Interpreting WHO Air Quality Guidelines for PM2.5

A deep dive into how the WHO's Global Air Quality Guideline (AQG) works for PM2.5.

Through the COVID-19 pandemic, we’ve gained a deeper understanding of air as an important vector for disease transmission. Concurrently, recurring natural disasters like wildfires in North America have heightened our awareness regarding the impact of air pollution on human health. Therefore, air quality has become an increasingly notable and discussed topic in our daily lives.

Photo by Jimmy Jin on Unsplash

In response, World Health Organization (hereinafter referred to as WHO) released the updated Global Air Quality Guidelines (hereinafter referred to as AQG) in 2021, providing comprehensive guidance for addressing air quality challenges.

In this article, we'll do a deep dive into the section devoted to the guidance on PM2.5. Additionally, we will compare PM2.5 requirements across mainstream building standards to explore their approaches to air quality.

The Threats of PM2.5

PM2.5 refers to particles with a diameter of 2.5 micrometers or less. These invisible particles can easily infiltrate our respiratory systems and circulatory systems, triggering a range of health issues including cardiovascular diseases and lung cancer.

Photo by Kristen Morith on Unsplash, Edited by Ryan Ni

Initially, discussions surrounding PM2.5 were largely confined to Asian countries like China and India. However, with the increasing frequency of wildfires, the discussions around PM2.5 has gradually extended to regions such as North America and Australia.

"Take the California wildfires in 2020 as an example; the state's average PM2.5 concentration increased by 358% when compared to 2019."

- Data from Kaiterra

This phenomenon emphasizes the necessity to consider PM2.5 beyond specific regions, as it has evolved into a global imperative.

What is "WHO Global Air Quality Guidelines"

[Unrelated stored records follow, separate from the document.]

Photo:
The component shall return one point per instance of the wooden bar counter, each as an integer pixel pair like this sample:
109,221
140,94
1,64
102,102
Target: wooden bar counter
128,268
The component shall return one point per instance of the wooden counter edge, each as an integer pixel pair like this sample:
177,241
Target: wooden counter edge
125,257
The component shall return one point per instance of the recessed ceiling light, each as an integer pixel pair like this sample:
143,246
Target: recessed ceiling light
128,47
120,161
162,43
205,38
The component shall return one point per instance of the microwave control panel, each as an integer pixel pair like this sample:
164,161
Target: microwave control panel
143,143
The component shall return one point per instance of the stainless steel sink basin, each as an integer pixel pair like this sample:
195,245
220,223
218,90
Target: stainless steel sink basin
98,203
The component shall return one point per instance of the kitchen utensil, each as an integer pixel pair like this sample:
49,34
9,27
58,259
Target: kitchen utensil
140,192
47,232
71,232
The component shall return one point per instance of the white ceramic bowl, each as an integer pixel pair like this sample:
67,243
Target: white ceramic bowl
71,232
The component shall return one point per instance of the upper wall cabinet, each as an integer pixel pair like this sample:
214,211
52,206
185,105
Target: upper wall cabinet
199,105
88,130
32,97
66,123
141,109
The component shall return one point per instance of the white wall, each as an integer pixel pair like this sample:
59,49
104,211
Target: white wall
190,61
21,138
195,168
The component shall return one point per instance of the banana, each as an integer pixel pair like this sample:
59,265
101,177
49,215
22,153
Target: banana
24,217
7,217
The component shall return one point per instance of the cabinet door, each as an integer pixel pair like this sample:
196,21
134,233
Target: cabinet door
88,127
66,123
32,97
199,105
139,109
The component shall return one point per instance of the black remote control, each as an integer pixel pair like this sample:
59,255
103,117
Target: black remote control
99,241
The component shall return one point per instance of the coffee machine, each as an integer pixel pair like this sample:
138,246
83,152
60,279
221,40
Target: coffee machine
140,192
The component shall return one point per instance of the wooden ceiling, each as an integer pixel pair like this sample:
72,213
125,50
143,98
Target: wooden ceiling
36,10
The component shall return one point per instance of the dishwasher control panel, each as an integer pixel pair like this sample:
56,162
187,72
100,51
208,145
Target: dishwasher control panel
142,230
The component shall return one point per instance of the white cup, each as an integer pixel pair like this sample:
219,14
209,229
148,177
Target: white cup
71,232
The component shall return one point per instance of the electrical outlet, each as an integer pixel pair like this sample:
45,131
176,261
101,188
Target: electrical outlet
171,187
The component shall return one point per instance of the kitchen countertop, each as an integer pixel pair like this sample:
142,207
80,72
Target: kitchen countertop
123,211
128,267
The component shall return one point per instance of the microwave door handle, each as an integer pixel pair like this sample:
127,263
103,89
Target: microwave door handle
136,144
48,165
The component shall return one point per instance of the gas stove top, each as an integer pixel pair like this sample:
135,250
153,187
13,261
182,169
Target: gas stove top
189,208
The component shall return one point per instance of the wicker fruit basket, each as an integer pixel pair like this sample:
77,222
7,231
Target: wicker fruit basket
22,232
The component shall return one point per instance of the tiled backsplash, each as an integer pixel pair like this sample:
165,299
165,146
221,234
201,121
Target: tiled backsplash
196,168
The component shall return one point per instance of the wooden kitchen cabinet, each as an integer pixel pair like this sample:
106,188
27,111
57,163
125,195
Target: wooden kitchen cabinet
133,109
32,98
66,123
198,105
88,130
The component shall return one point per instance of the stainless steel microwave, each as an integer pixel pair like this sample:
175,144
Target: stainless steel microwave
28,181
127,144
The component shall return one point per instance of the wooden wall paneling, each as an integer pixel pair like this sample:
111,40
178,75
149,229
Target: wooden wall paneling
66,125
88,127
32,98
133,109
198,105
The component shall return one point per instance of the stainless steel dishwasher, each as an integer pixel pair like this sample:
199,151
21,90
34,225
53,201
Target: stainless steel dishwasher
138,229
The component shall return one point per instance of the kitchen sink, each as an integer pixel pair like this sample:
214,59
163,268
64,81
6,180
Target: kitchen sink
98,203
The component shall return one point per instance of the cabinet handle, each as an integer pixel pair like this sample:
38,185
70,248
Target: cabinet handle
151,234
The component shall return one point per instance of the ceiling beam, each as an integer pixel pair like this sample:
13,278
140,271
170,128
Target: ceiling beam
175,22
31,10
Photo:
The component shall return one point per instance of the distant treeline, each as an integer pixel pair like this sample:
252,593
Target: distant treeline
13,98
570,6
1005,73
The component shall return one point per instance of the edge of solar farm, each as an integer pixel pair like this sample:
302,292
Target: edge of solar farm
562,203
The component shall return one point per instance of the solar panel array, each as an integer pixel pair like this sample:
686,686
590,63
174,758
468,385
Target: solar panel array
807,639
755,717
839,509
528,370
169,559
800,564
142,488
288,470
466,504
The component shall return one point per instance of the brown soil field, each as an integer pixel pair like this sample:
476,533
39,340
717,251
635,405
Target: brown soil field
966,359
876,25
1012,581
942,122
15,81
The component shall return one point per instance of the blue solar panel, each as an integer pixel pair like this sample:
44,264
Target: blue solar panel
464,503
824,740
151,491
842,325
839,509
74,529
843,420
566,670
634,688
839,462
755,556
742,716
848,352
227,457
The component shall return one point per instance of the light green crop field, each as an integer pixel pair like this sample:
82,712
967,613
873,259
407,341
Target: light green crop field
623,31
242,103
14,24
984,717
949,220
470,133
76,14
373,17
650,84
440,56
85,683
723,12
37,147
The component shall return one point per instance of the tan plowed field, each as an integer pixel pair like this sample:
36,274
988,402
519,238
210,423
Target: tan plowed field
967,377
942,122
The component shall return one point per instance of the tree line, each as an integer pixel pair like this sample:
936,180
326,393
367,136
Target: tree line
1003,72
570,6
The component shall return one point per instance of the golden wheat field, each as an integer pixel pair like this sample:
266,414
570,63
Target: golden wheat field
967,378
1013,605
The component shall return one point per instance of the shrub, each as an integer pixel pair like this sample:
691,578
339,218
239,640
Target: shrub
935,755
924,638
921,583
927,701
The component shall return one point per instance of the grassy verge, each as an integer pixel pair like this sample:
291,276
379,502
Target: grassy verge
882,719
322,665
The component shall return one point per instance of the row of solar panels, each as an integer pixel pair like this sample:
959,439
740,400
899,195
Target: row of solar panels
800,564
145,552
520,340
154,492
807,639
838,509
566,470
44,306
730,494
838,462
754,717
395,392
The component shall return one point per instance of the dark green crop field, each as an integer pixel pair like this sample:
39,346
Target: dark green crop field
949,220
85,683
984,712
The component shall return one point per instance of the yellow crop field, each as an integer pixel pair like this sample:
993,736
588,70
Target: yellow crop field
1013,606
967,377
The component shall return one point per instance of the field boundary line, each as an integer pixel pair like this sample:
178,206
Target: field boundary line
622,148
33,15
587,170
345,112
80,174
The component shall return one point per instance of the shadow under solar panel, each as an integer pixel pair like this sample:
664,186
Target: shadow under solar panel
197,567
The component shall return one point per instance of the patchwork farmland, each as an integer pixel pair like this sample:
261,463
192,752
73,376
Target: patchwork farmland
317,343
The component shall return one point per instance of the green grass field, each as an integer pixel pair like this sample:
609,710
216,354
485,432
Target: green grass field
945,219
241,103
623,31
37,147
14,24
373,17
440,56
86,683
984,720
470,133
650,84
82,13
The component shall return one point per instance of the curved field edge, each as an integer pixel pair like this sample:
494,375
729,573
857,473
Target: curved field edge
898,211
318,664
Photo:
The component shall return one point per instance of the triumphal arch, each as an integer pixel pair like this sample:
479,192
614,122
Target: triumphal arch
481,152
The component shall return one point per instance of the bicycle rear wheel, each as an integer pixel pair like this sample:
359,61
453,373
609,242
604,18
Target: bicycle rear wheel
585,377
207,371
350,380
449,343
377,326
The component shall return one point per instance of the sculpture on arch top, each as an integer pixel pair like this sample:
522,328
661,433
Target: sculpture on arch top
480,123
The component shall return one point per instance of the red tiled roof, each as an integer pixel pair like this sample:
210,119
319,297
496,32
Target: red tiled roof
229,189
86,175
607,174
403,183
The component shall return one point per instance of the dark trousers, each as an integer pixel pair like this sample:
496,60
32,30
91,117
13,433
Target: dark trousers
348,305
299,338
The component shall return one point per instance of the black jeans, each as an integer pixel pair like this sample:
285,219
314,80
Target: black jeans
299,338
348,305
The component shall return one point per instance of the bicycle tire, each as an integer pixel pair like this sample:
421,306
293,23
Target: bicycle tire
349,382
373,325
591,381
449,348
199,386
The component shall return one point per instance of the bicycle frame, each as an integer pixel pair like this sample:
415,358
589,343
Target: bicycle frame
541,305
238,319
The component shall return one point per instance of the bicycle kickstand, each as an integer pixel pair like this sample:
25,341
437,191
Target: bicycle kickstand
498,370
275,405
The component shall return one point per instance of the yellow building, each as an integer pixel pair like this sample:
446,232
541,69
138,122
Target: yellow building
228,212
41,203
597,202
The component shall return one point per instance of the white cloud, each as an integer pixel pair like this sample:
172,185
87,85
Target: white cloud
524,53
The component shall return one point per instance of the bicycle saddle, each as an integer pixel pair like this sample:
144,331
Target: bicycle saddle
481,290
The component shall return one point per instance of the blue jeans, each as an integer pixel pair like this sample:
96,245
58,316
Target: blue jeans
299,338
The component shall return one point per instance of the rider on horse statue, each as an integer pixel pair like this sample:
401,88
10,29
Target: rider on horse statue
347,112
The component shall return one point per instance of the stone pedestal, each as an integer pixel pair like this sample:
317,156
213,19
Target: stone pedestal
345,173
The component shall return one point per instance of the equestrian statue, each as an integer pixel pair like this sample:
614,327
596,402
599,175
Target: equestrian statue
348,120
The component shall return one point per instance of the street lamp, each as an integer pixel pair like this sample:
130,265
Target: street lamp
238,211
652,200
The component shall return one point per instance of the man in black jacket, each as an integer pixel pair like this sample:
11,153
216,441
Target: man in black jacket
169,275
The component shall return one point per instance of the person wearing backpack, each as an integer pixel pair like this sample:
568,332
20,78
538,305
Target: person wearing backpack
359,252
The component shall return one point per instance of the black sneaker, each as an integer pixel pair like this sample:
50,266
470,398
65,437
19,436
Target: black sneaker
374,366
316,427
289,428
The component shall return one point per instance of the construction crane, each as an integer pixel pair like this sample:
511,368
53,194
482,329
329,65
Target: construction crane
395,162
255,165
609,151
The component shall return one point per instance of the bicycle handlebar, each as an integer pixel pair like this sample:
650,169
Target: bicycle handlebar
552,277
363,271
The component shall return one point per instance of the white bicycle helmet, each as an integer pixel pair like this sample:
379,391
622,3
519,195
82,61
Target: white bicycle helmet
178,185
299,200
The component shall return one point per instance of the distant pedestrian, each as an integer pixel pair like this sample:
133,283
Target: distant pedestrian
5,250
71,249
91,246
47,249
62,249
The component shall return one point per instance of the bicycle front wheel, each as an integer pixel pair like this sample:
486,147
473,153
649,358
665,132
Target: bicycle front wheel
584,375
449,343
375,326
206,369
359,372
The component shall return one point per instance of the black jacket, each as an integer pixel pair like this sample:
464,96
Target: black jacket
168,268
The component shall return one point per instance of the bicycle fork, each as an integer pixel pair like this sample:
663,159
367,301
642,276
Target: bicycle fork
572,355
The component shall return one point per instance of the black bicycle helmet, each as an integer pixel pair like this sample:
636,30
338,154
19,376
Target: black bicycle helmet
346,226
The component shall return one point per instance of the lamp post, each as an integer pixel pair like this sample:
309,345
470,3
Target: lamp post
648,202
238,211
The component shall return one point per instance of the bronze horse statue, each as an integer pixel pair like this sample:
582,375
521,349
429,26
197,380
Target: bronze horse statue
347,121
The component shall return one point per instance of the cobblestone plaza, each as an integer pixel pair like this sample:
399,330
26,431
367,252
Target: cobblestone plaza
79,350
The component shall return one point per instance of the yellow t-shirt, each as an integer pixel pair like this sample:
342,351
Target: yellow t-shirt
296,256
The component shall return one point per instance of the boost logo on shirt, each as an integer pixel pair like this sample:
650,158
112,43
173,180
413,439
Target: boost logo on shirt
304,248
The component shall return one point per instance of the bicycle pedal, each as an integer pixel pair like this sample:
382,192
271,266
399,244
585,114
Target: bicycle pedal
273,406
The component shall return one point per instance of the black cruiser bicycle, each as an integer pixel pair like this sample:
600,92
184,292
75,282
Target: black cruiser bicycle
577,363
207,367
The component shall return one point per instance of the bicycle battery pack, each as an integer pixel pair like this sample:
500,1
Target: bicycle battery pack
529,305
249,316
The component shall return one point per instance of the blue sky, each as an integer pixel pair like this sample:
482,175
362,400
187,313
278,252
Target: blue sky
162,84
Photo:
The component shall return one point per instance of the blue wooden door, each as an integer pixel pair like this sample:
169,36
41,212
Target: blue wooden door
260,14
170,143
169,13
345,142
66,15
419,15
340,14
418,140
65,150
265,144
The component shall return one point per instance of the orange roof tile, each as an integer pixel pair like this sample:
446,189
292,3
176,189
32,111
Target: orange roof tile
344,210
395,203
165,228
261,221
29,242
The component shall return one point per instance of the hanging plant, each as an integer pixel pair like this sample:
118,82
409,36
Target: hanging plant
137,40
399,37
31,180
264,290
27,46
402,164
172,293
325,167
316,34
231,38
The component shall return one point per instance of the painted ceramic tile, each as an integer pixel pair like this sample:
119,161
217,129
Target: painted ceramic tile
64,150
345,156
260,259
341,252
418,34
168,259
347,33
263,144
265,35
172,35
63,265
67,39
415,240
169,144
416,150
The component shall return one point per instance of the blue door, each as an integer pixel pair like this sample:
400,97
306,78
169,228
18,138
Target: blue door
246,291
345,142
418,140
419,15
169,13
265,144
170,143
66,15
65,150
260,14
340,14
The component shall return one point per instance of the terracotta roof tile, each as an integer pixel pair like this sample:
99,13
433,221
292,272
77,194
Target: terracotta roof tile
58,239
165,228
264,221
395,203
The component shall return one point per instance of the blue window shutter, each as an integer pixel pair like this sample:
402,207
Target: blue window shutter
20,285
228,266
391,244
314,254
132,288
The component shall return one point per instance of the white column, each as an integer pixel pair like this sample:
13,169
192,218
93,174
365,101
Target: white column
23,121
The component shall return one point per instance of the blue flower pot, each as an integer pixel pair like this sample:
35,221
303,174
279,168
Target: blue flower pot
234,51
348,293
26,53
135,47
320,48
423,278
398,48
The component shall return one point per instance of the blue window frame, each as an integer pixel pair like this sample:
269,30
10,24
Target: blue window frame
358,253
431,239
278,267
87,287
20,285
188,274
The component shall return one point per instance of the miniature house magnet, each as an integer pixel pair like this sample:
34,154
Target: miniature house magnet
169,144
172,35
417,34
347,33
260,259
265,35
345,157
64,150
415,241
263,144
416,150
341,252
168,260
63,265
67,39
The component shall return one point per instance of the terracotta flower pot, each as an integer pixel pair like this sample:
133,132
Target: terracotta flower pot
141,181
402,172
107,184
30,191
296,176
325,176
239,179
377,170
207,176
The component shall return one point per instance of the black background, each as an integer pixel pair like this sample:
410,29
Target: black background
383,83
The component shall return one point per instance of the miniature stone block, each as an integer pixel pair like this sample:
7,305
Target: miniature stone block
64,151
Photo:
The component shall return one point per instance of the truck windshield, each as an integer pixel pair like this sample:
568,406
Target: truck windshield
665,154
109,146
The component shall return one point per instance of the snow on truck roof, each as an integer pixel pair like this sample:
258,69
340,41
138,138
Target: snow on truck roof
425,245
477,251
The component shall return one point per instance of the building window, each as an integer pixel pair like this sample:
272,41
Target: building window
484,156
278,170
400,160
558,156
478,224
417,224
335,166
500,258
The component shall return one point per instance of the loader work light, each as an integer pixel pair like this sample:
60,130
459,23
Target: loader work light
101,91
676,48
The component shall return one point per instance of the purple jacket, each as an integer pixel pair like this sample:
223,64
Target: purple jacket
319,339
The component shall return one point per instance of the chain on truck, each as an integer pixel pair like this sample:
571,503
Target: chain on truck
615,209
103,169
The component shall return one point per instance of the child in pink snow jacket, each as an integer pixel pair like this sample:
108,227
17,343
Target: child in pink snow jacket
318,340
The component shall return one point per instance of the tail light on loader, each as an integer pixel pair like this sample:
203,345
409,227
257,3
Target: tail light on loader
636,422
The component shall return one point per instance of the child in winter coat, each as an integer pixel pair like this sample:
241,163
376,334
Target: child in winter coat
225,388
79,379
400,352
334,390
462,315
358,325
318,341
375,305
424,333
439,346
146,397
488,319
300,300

WHO’s AQG, widely recognized as an authoritative guide for air quality, debuted in 2005. This comprehensive guidebook establishes thresholds and limits for key air pollutants that pose health risks, providing a scientific foundation for countries to formulate policies related to air quality.

AQG was developed targeting countries and governments with a focus on outdoor air quality. AQG introduces two powerful guidelines for air quality:

  • Annual Average vs 24-hour Average

  • Interim Targets

Annual Average vs 24-hour average establishes different air quality targets depending on the duration of exposure, while interim targets offer governments and countries targets that can be used progressively to achieve good air quality.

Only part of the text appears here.